Further analysis of Denmark attacks leads to warning about unpatched network gear

What happened in Denmark can also happen to you, cybersecurity researchers are warning in a new report that examines attacks against the country’s energy sector last year.

Waves of incidents in May that seemed like a highly-targeted effort by a nation-state actor — perhaps Russia’s Sandworm hacking group — might have been less connected than originally thought, according to a new report by Forescout.

The researchers say their analysis found two distinct waves against Danish energy providers, and evidence suggests they were unrelated.

The first wave seems to have “no direct link to Sandworm,” Forescout said. The researchers’ findings also suggest that “the second wave was simply part of a mass exploitation campaign against unpatched firewalls, not part of a targeted attack by Sandworm or another state-sponsored actor.”

The takeaway is that “critical infrastructure organizations across Europe should remain alert to attacks on unpatched network infrastructure devices.”

“Dismissing these events as targeted to a specific country or organization(s) can put other vulnerable organizations at risk,” Forescout says.

Denmark’s computer emergency response agency, SektorCERT, reported on the attacks in November. Nearly two dozen companies were affected, and the intrusions usually involved the abuse of products from the Taiwan-based manufacturer Zyxel, which primarily sells networking hardware.

The Forescout report also dives into the technical details of a late 2022 Ukraine incident analyzed by Mandiant nearly a year later. That attack, definitively attributed to Sandworm, caused a temporary power outage before widespread missile strikes on critical infrastructure throughout Ukraine.

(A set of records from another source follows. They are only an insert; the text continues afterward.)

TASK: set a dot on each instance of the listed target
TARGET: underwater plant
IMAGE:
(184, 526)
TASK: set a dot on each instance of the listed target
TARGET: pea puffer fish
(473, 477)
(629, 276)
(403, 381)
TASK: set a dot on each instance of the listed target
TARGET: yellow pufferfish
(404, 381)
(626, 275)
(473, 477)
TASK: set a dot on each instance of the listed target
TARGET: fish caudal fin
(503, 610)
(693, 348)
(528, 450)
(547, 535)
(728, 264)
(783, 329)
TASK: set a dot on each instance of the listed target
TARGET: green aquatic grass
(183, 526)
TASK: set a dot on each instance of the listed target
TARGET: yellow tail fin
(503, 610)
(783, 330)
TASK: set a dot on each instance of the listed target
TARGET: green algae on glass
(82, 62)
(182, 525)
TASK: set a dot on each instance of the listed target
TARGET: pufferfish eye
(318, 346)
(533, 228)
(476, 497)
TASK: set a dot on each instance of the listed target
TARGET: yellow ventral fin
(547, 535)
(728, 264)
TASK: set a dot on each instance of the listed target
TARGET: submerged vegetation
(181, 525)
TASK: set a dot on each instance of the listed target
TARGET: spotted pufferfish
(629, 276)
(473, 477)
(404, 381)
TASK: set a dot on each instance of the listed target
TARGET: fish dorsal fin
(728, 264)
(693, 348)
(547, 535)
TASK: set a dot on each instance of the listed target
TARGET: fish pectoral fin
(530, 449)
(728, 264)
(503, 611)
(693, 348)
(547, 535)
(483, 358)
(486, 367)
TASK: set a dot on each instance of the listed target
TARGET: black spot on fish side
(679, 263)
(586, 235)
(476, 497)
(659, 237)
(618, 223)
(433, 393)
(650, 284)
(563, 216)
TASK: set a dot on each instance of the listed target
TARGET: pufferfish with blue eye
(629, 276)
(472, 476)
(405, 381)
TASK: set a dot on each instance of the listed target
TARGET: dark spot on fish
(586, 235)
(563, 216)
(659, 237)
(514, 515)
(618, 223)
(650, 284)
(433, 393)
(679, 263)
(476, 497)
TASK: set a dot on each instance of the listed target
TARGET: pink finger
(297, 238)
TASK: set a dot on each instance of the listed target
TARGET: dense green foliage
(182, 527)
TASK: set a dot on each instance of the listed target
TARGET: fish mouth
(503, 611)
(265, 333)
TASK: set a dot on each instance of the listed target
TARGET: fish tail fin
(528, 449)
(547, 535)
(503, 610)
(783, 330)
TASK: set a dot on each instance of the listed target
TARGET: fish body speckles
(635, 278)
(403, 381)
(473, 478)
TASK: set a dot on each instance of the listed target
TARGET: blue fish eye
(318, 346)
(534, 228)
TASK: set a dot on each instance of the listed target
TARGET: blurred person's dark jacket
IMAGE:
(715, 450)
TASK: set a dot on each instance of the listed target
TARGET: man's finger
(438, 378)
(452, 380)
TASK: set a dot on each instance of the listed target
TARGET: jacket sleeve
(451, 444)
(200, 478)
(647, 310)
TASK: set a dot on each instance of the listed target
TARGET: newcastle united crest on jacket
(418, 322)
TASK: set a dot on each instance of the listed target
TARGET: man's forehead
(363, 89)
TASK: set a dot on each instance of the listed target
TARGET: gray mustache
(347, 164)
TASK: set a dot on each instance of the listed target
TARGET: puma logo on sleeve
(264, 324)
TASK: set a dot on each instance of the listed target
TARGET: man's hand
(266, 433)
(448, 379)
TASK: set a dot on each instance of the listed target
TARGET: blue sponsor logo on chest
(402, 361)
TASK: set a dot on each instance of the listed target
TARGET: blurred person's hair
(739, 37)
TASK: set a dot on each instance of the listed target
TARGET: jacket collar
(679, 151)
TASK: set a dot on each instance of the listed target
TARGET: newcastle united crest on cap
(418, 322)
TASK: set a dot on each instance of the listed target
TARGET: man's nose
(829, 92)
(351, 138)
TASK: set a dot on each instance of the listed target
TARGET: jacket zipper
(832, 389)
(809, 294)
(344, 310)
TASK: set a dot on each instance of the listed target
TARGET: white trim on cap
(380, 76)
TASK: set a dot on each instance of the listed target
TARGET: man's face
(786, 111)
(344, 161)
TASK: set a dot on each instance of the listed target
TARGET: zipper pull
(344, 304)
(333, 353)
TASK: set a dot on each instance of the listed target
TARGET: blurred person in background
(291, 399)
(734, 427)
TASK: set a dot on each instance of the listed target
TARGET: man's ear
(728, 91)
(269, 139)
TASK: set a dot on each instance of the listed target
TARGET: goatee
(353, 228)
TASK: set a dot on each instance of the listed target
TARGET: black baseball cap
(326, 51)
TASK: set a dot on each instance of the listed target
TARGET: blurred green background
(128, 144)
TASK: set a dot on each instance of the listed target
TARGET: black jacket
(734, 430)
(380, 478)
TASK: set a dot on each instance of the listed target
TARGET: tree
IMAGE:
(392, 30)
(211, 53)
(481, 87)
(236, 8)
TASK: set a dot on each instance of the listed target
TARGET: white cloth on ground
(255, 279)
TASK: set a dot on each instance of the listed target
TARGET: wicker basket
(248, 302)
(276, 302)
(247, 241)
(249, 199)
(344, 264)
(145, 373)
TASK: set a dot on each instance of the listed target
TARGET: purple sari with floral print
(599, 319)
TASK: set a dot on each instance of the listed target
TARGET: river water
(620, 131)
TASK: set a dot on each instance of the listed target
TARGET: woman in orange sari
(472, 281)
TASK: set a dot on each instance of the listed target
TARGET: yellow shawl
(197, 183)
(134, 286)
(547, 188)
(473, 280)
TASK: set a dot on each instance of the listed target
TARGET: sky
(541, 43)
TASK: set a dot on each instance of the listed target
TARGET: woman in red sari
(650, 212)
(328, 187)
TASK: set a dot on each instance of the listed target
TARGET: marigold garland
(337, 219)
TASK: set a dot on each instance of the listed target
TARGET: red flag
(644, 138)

Forescout’s team said the attack wasn’t “a major leap forward,” but it showed how threat actors can use “living off the land” techniques within operational technology — like the kind that controls power infrastructure — to gain a “stealth benefit.” The problem for administrators, Forescout said, is the “common lack of detection and hardening capabilities around native OT scripting functionality.”

More specifically, the 2022 attack involved “native SCADA scripting capabilities,” or industrial control code that was already in the system. By contrast, attacks like the famous BlackEnergy and Industroyer attacks on Ukraine relied on custom malware.